Мужчина в коридоре остановился, руки его плетями повисли по бокам туловища.
— Но ведь врач сказала, что всё хорошо… Что… Она только что сказала, что родился ребенок! — твердил он, глядя на медсестру, стоящую перед ним.
— Да, но нужно понаблюдать его, он в реанимации.
— Почему! Врач сказала, она обещала!
Аня же сказала ему, что все в порядке, что волноваться не о чем! Соврала?..
… Аня наскоро переоделась, собрала волосы в тугой пучок и, улыбнувшись себе в зеркало, направилась наверх.
— Серова! Серова, подойди ко мне! — услышала она голос Ольги Олеговны.
Аня остановилась перед начальницей. Та была бледна, на лбу выступили капельки пота. Губы неуверенно выговаривали слова, как будто заплетались.
— Да, Ольга Олеговна! Я переоделась. А что, там уже всё закончилось?
— Слушай меня внимательно, Серова! — Ольга схватила девушку за руку и притянула к себе. — Это она, это сама Назарова выронила ребенка. Слышишь, не я, а Назарова. Если скажешь, как было на самом деле, вылетишь из института, ты никогда больше не сможешь работать в медицине, поняла?
Аня вытаращилась на заведующую.
— А вы уронили ребенка? — в ужасе переспросила она.
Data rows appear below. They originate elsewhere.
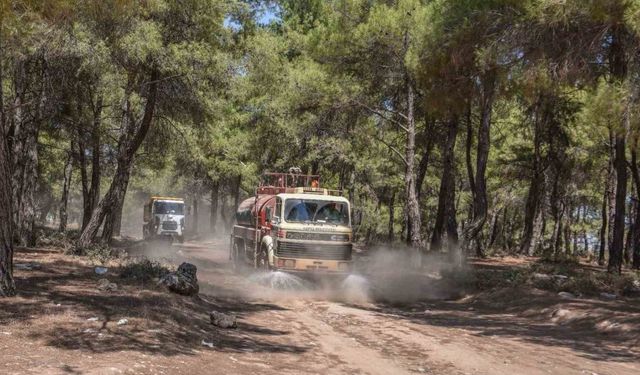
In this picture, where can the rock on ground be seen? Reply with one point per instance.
(223, 320)
(183, 281)
(106, 286)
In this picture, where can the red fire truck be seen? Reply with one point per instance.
(292, 224)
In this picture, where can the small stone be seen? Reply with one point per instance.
(567, 295)
(183, 281)
(541, 277)
(609, 296)
(26, 266)
(206, 343)
(106, 286)
(223, 320)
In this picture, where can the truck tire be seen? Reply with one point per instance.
(262, 259)
(237, 255)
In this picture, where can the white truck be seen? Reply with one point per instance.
(164, 218)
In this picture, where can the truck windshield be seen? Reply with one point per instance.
(175, 208)
(316, 211)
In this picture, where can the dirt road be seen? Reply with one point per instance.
(61, 325)
(322, 331)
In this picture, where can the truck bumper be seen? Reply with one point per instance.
(313, 266)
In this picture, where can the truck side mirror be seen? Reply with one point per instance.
(356, 217)
(268, 214)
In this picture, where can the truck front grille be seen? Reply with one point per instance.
(169, 225)
(311, 236)
(313, 251)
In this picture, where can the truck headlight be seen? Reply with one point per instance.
(343, 266)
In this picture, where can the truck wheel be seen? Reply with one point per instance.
(237, 256)
(262, 259)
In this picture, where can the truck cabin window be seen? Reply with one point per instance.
(316, 211)
(174, 208)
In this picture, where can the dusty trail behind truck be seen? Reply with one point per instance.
(294, 225)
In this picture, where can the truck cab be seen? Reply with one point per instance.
(294, 225)
(164, 217)
(311, 232)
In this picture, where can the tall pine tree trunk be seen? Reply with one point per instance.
(618, 69)
(635, 238)
(480, 205)
(7, 286)
(213, 214)
(533, 206)
(414, 232)
(446, 214)
(390, 230)
(66, 183)
(129, 143)
(25, 161)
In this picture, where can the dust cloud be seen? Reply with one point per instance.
(393, 275)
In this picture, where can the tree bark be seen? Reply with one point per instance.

Цветкова злобно прошипела:
— Нет, я же тебе сказала, во всем виновата сама Назарова! Это она! Она криворукая! Она!
Ольгу трясло, она уже не могла говорить тихо, слова гулко разносились по лестнице, усиливаясь эхом.
Она столько достигла! Из рядового врача Ольга выбилась в люди, заняла высокий пост. За роды под ее наблюдением люди платили большие деньги, на консультацию к ней приезжали из других городов, запись была на месяц вперед.
И Ольга Олеговна держалась за свою работу, за должность, за то, что была всем нужна, с ней советовались врачи из других клиник… Кроме этого у нее и не было ничего…
— Ты поняла меня? Назарова сама уронила!
— Ольга Олеговна, — отступив на шаг, нахмурилась Аня. — В родзале же камеры. Так что не волнуйтесь, если что, там всё будет видно!
— Камеры не работают уже три дня, –— процедила сквозь зубы заведующая. —Меняют систему по всему роддому. — Ты скажешь, что я тебе сейчас велела?
— Но Ольга Олеговна, дело в том, что меня там не было, когда Настя родила! Она же меня прогнала, вы забыли?
Ольга вскинула на практикантку удивленные глаза.
— Не было? — повторила она эхом. — Тебя там не было…
Да… Она стала многое забывать последнее время. Так, по мелочам, ничего страшного, то квартиру оставляла раскрытой, то ставила на плиту суп, а потом прибегала, почувствовав запах пригоревшей еды. Иногда забывала на улице, куда идет, но потом сосредотачивалась, память возвращалась.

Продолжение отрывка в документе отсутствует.